Искусство — отражение жизни. Аристотель употреблял здесь слово mimesis. Утверждать, что это слово употреблялось им не в его буквальном смысле — простое подражание, — значит заниматься софистикой. Разве существовало бы вообще искусство, если бы люди не стремились жить вдвойне? Вы живете и своей собственной жизнью, и жизнью героев на сцене. Это так же просто, как и верно. Искусствоведы — знатоки античной Греции — постоянно твердят, что, говоря о подражании, Аристотель имел в виду вовсе не подражание: тем не менее он все-таки имел в виду не что иное, как подражание.
«Подражание присуще людям с детства, — пишет Аристотель, — и они тем отличаются от прочих животных, что наиболее способны к подражанию… То, на что смотреть неприятно, изображение того мы рассматриваем с удовольствием… На изображения смотрят [люди] с удовольствием, потому, что, взирая на них, могут… рассуждать: это такой-то»[1].

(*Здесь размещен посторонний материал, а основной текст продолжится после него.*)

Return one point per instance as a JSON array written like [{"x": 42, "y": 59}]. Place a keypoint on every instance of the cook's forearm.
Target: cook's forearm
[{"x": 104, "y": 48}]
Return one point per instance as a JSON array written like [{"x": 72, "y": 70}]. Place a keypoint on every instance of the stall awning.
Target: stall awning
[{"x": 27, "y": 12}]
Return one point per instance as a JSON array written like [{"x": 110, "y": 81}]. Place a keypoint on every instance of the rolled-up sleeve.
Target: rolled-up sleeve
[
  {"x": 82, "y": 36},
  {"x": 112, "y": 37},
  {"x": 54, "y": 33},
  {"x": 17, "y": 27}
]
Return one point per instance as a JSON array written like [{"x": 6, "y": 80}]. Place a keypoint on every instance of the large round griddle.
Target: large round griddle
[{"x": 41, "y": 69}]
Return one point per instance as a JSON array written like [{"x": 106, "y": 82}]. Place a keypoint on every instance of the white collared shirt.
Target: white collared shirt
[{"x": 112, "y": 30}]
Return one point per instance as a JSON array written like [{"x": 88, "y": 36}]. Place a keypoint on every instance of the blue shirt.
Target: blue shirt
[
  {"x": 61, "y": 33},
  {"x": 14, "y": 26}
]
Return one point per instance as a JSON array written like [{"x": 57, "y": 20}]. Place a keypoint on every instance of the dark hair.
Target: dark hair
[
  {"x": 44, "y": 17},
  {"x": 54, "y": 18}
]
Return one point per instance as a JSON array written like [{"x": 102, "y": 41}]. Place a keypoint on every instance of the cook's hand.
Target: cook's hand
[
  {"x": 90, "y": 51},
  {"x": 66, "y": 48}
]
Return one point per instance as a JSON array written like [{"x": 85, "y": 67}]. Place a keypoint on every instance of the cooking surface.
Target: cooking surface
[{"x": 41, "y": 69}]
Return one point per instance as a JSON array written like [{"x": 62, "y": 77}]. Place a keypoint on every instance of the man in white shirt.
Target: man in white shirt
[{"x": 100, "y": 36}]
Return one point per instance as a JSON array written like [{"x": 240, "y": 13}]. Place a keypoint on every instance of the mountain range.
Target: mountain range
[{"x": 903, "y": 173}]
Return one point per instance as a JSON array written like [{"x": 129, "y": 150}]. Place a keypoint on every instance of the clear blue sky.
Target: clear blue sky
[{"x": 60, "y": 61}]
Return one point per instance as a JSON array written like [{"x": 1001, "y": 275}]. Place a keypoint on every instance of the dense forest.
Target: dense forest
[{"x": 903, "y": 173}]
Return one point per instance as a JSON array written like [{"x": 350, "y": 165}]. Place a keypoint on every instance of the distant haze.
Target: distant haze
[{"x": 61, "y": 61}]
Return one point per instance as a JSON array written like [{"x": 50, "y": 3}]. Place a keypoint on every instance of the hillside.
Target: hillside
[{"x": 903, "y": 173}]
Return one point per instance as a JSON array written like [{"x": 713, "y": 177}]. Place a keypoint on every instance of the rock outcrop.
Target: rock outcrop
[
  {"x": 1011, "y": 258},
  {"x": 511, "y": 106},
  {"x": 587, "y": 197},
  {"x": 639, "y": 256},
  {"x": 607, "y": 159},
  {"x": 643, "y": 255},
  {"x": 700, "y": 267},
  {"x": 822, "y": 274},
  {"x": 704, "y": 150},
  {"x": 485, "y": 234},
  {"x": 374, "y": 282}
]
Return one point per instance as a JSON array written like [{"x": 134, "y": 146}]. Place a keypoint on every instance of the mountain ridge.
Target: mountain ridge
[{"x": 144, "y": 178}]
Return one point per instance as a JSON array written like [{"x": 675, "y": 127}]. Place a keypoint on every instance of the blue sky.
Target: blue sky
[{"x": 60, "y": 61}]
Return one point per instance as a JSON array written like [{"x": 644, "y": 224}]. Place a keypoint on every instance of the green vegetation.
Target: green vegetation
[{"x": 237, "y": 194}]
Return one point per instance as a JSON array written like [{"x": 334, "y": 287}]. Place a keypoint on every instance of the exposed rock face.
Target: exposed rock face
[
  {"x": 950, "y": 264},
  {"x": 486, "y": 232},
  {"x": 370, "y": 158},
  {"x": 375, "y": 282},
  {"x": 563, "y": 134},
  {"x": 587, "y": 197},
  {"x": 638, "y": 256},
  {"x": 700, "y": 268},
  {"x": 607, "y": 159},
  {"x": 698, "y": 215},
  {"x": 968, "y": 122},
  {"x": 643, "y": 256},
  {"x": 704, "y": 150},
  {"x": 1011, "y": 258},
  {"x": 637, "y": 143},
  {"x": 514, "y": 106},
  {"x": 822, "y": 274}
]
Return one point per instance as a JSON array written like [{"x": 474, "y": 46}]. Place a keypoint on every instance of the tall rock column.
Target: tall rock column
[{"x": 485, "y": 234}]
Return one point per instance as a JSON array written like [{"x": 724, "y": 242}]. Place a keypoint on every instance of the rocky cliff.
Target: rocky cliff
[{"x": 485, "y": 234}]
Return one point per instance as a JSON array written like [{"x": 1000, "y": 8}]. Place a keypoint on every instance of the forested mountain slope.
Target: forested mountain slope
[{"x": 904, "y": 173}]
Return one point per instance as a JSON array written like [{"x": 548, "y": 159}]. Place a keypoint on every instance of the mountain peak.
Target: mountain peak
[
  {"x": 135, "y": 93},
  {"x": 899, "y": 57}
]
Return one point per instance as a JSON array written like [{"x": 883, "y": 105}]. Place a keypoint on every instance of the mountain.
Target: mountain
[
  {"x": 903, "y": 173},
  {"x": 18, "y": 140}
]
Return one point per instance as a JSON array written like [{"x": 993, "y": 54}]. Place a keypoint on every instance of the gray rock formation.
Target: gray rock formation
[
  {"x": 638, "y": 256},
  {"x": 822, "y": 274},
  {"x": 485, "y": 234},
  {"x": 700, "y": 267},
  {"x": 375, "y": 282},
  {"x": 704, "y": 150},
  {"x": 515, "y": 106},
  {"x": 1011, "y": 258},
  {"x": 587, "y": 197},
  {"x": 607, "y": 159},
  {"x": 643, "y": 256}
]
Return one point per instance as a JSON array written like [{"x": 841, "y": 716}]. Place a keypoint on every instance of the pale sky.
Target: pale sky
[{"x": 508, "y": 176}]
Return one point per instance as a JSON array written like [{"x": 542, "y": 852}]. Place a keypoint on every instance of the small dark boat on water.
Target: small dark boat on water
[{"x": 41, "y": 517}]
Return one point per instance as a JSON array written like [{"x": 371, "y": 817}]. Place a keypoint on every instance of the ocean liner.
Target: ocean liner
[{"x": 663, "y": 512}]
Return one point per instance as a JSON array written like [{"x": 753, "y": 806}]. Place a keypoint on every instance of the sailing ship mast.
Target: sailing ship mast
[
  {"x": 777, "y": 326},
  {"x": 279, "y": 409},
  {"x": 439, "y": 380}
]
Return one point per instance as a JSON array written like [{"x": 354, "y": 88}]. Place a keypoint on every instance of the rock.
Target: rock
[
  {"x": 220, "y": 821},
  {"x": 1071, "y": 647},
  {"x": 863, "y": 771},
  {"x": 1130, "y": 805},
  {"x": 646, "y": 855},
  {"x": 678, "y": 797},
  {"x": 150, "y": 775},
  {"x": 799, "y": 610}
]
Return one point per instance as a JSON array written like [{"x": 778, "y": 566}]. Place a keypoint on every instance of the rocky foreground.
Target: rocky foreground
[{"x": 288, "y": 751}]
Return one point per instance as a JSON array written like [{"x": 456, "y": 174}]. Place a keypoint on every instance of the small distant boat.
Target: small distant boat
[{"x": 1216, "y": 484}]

Иначе говоря, исходный жизненный материал можно подать в виде произведения искусства. Ведь наслаждаемся мы в искусстве вовсе не отступлениями от жизни. Одного факта подражания достаточно, чтобы преобразить страдания в радость.

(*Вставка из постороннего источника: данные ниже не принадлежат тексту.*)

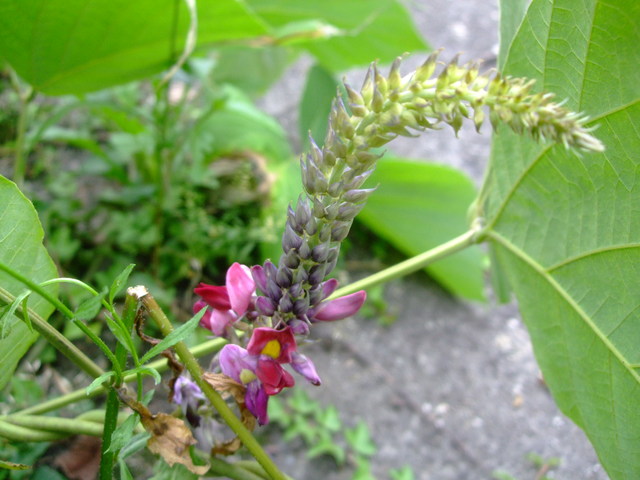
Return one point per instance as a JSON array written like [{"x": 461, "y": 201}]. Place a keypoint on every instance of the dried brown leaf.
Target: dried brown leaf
[{"x": 171, "y": 439}]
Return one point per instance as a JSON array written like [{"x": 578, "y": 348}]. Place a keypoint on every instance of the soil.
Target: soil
[{"x": 451, "y": 389}]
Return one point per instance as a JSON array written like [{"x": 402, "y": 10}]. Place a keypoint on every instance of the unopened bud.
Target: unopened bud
[{"x": 265, "y": 306}]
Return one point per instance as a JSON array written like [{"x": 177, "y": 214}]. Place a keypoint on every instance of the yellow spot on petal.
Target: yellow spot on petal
[
  {"x": 247, "y": 376},
  {"x": 272, "y": 348}
]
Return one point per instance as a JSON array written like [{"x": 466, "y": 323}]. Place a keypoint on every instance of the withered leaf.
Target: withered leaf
[
  {"x": 224, "y": 384},
  {"x": 170, "y": 437}
]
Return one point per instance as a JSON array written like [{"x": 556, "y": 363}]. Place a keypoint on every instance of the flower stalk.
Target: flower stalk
[{"x": 192, "y": 365}]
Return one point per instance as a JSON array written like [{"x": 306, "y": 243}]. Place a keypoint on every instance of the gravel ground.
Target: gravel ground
[{"x": 451, "y": 389}]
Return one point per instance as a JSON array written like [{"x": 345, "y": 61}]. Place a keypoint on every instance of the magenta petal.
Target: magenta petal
[
  {"x": 273, "y": 377},
  {"x": 233, "y": 359},
  {"x": 256, "y": 400},
  {"x": 305, "y": 367},
  {"x": 261, "y": 337},
  {"x": 215, "y": 296},
  {"x": 240, "y": 287},
  {"x": 205, "y": 321},
  {"x": 219, "y": 321},
  {"x": 340, "y": 308}
]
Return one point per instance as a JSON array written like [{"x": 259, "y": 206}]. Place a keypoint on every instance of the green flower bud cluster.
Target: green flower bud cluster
[{"x": 383, "y": 109}]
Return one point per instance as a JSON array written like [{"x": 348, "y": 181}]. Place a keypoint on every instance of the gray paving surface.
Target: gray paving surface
[{"x": 451, "y": 389}]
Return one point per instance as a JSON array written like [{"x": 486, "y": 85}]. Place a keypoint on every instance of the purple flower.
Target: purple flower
[
  {"x": 259, "y": 367},
  {"x": 226, "y": 303},
  {"x": 339, "y": 308}
]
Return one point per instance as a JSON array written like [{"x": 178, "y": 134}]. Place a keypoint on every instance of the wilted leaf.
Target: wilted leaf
[{"x": 171, "y": 439}]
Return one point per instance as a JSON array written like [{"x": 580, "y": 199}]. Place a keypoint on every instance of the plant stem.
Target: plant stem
[
  {"x": 107, "y": 457},
  {"x": 80, "y": 394},
  {"x": 39, "y": 290},
  {"x": 53, "y": 336},
  {"x": 192, "y": 365},
  {"x": 412, "y": 264}
]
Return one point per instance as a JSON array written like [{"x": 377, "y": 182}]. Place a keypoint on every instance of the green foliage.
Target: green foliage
[
  {"x": 21, "y": 250},
  {"x": 319, "y": 92},
  {"x": 564, "y": 228},
  {"x": 323, "y": 433},
  {"x": 418, "y": 206},
  {"x": 75, "y": 46}
]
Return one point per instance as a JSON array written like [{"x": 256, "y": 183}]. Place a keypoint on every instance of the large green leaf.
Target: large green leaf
[
  {"x": 236, "y": 125},
  {"x": 363, "y": 30},
  {"x": 74, "y": 46},
  {"x": 418, "y": 206},
  {"x": 21, "y": 250},
  {"x": 566, "y": 229},
  {"x": 315, "y": 105}
]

Всякая попытка разобраться в психологии драматического искусства должна начинаться с признания стремления к простому подражанию. Недостатком подобного точного копирования является отнюдь не какая-нибудь его принципиальная неполноценность, а крайняя ограниченность его возможностей. Именно в поисках новых возможностей мы и делаем отступления от строгой достоверности изображения. Но отвергать грубый исходный материал было бы ошибкой. «Бурные события» и «насильственные действия», о которых толковал Мюир, не являются чем-то таким, что должно быть отнесено к искусству низшего разряда. Сами-то по себе они, быть может, и низки, но только в том смысле, в котором низка земля по отношению к растущим на ней цветам. Грубое действие — это почва, питающая корешки цветов искусства драмы.

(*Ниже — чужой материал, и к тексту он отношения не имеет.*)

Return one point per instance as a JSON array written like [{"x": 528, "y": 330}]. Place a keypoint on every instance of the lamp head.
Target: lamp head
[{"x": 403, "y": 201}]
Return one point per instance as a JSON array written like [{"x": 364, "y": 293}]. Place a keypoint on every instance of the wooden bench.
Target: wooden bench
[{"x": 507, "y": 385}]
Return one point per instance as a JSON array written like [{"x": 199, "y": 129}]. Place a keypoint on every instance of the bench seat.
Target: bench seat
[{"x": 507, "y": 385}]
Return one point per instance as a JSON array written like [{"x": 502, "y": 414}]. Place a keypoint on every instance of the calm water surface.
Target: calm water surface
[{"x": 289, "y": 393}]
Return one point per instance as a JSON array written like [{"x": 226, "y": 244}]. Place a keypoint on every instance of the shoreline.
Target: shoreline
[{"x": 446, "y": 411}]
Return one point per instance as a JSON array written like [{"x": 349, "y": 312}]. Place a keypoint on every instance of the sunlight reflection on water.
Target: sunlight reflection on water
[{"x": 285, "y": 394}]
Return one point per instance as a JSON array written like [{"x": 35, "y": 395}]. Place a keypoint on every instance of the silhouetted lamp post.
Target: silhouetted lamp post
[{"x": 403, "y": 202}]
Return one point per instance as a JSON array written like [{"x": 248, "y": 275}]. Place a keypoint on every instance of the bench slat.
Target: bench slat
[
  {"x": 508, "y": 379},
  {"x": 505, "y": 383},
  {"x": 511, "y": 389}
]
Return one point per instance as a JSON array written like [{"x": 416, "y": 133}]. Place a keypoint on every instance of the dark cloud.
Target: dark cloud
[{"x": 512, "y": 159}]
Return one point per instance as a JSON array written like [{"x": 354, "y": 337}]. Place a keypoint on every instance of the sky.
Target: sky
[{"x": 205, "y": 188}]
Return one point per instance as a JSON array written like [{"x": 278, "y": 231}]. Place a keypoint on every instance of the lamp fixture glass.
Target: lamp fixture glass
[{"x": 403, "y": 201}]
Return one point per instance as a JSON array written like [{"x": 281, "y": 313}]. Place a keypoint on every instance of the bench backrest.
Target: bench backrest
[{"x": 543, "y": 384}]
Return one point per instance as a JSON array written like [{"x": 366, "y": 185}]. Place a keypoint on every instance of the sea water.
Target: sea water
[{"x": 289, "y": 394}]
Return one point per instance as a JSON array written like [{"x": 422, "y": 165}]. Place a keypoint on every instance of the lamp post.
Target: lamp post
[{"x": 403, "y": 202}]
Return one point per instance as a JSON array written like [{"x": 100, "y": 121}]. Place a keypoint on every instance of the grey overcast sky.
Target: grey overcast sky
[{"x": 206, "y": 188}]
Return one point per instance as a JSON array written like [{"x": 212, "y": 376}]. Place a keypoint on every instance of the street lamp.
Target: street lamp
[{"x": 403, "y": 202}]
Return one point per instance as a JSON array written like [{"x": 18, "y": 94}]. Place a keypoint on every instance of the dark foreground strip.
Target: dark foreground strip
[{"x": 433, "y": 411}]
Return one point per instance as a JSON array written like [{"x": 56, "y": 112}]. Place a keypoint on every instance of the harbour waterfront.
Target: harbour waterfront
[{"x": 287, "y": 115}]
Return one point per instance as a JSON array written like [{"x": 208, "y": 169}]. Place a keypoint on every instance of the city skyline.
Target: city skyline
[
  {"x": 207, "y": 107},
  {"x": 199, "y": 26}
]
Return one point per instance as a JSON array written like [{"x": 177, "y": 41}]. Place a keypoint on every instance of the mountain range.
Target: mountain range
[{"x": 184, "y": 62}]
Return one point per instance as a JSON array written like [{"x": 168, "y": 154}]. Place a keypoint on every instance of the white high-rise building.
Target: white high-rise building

Один театральный критик заявил со страниц «Нью- Йорк тайме», что драматург должен быть немножечко шарлатаном. Это неверно, пусть даже здесь и есть какая- то доля истины. Ведь драматург — не старая дева. Он почти никогда не забывает о животной стороне нашей натуры. Как бы он ни стремился к усовершенствованию человека, он не станет приукрашивать человеческую природу. Быть может, самая возвышенная и утонченная из всех великих трагедий — это «Федра», но ведь Федра была единокровной сестрой Минотавра и, так сказать, падчерицей быка.
Хотя на вкус некоторых читателей англосаксонского происхождения драматургия Расина представляется узкой и ограниченной, на самом деле она отображает и вершины человеческого духа, и бездны животной чувственности. Будучи ультравозвышенной, она является в то же время ультрагрубой.